There’s a reason why all the digital platforms and tech giants are prioritizing TV. It’s a time-tested medium that drives results for marketers while engaging consumers through sight, sound and motion.
But brands need their marketing dollars to work harder. They are working with fewer, more strategic partners, and driving performance and results is as essential as brand building these days.
Advertisers are accustomed to bringing their own data to digital to drive results, so why shouldn’t it be the same with TV? There can be a lot of hype in this industry about what’s new and the “next big thing in advertising,” but addressable is here to stay and is no longer about test budgets.

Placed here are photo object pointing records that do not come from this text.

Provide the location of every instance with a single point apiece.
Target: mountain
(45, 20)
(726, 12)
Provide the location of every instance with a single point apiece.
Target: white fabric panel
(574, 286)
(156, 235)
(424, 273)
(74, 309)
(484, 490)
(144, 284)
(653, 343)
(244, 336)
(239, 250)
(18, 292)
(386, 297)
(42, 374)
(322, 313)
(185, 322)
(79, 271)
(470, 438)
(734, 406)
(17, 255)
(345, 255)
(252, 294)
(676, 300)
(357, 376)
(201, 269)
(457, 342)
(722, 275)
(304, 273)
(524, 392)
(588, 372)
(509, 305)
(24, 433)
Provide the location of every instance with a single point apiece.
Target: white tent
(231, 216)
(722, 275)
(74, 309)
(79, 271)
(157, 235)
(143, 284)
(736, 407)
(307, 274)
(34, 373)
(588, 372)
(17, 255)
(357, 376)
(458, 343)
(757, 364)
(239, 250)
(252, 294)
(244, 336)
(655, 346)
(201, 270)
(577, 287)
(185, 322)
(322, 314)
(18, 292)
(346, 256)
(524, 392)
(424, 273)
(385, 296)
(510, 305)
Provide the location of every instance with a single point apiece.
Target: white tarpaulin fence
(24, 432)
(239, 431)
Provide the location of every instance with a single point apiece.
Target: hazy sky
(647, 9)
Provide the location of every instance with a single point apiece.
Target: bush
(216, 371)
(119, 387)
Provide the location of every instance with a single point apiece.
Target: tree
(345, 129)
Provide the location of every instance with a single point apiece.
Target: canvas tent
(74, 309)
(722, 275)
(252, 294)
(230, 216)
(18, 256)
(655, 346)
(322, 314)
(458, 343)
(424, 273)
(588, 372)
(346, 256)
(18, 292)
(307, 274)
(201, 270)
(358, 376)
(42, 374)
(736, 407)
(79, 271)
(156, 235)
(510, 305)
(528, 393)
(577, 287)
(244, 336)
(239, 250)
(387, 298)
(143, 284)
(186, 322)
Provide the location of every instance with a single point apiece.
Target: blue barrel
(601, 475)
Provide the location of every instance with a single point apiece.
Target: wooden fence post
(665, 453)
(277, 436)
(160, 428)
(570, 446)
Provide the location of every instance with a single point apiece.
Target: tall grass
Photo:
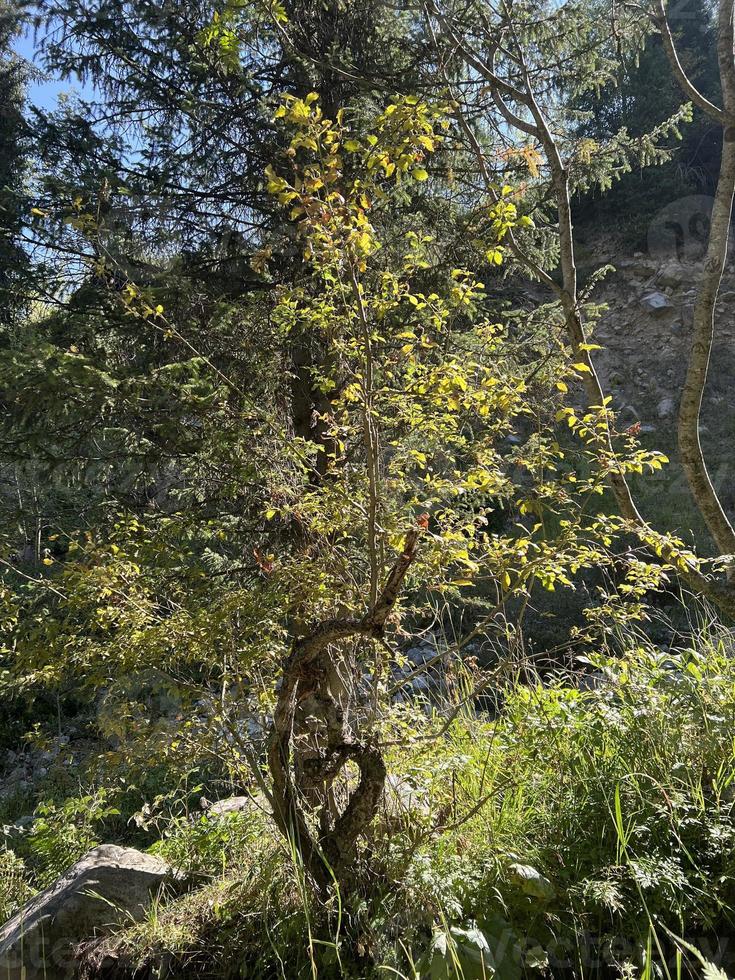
(588, 830)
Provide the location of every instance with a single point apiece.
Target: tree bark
(328, 853)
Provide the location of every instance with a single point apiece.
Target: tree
(518, 69)
(12, 171)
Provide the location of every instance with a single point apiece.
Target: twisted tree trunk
(302, 778)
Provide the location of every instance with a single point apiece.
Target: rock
(420, 655)
(239, 804)
(108, 885)
(234, 804)
(655, 302)
(402, 802)
(666, 407)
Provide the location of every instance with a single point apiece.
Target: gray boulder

Addressable TV provides the precision of direct mail, the ROI of accountability of digital, the scale of TV and has moved from the testing phase to always-on activations as more marketers look to reduce waste and extend the reach of their linear TV campaigns. Moreover, it helps marketers manage their frequency more effectively and cut down on those redundant ads we’ve all seen cycling through our streams at one point or another.

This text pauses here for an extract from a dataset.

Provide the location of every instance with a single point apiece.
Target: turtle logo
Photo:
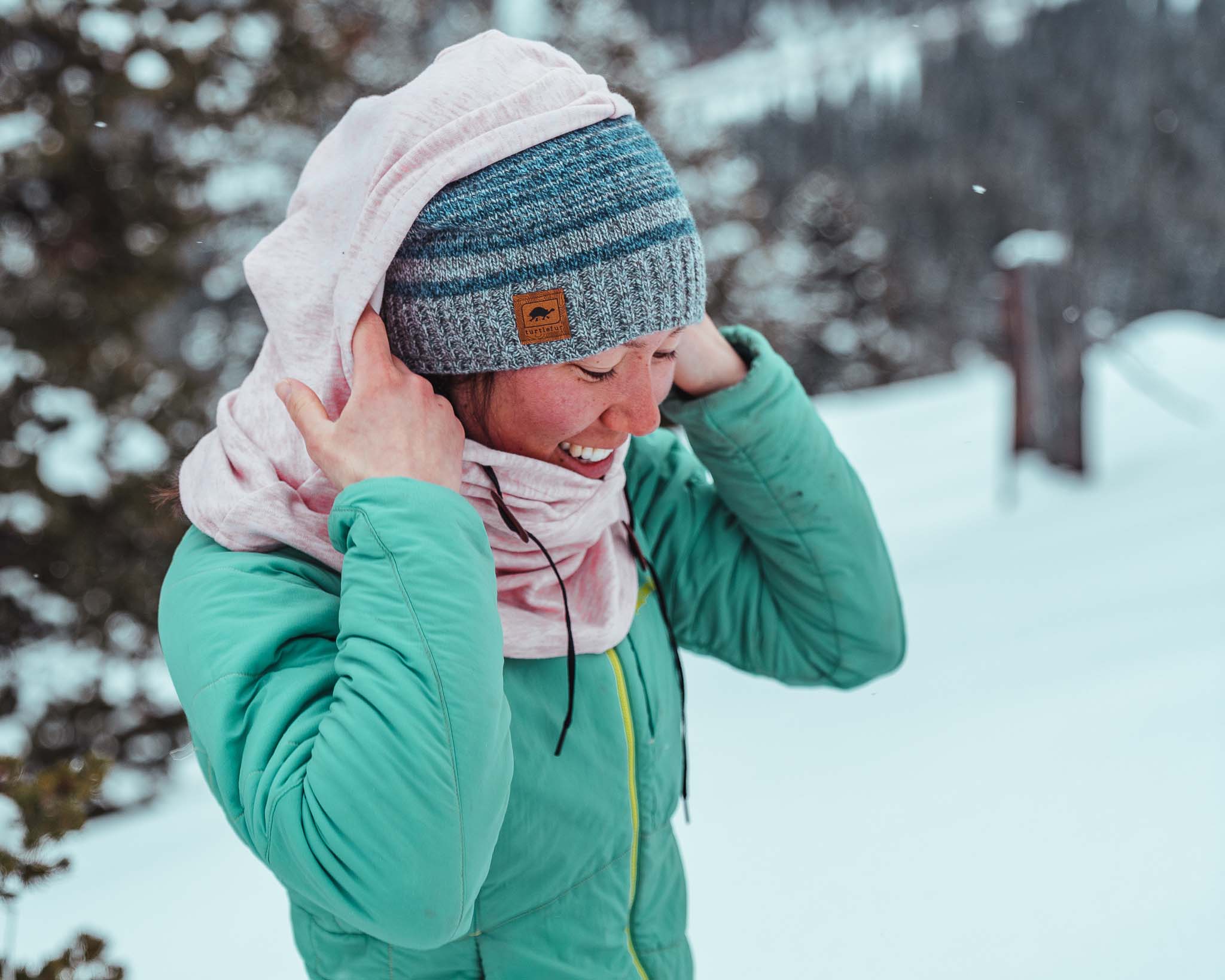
(542, 316)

Here are three new ways addressable is moving the needle for marketers and improving precision for TV buyers.
Addressable aids in frequency management
The technology of addressable also solves a few fundamental issues still plaguing linear television: reduced ratings, flattened reach curves and poor frequency management. The result is an oversaturation of ads reaching heavier TV viewers, underexposure of a brand’s message with light TV viewers and flattened reach curves.
In a traditional ad buy, advertisers are sometimes paying a premium to reach lighter TV viewers. Addressable lets brands frequency cap heavy TV-viewing households so campaigns are inclusive of light TV viewers. The result is extended reach and a better user experience.
Addressable reduces waste
Linear TV has had a longstanding history of attracting large budgets and incurring waste because of broad and blunt buys based primarily on demographics. According to eMarketer, advanced targeting inventory accounts for 3 percent or less of all national TV ad volume, which still gets transacted on age and gender demographics.
Addressable applies the data and promise of digital to traditional TV to drive precision. And in today’s data-driven, ROI-centric environment where marketers are forcing accountability from their partners and publishers, blunt force instruments alone are no longer acceptable.
Addressable helps advertisers cut the excess and reduce costs as a result. While it’s true that addressable CPMs could cost you more than a standard linear CPM, when you stack it up against your target or effective CPM in linear, it’s actually much more cost effective since you’re not paying for all those wasted impressions.
A trusty complement to linear TV
Let’s face it: Despite the waste marketers can incur in traditional TV, it’s still a trusted driver of awareness and consideration for brands. Increasingly, even advertisers with large TV spend and broad audience targets are benefiting from addressable TV since it’s inherently data-driven.
Addressable is much more than a direct-response tactic. It’s beneficial for creative versioning and frequency testing. Applying that valuable data for TV decisions is not only good for the consumer, but it’s better for the bottom line.
Contrary to popular belief, addressable isn’t only for influencing highly considered purchases or big-ticket items anymore. Addressable can certainly sell cars, but it’s quickly becoming a tactic even everyday consumer brand advertisers are taking advantage of. The savviest marketers and niche direct-to-consumer brands are increasingly leveraging addressable to sell more product to specific audiences and cement their message in consumers’ hearts and minds.
The new year will be the year addressable TV reaches its tipping point. The total number of households equipped to serve an addressable ad has increased from about 68 million households to 74.9 million in 2018, according to eMarketer, which represents well over half of the Nielsen-estimated 119.9 million TV homes in the U.S. And while the notion of addressable inventory has traditionally been relegated to the two minutes per hour, lack of scale is an old argument, thanks to the rise of the virtual multichannel video programming distributor (VMVPD) and the possibility of lighting up more premium addressable network inventory.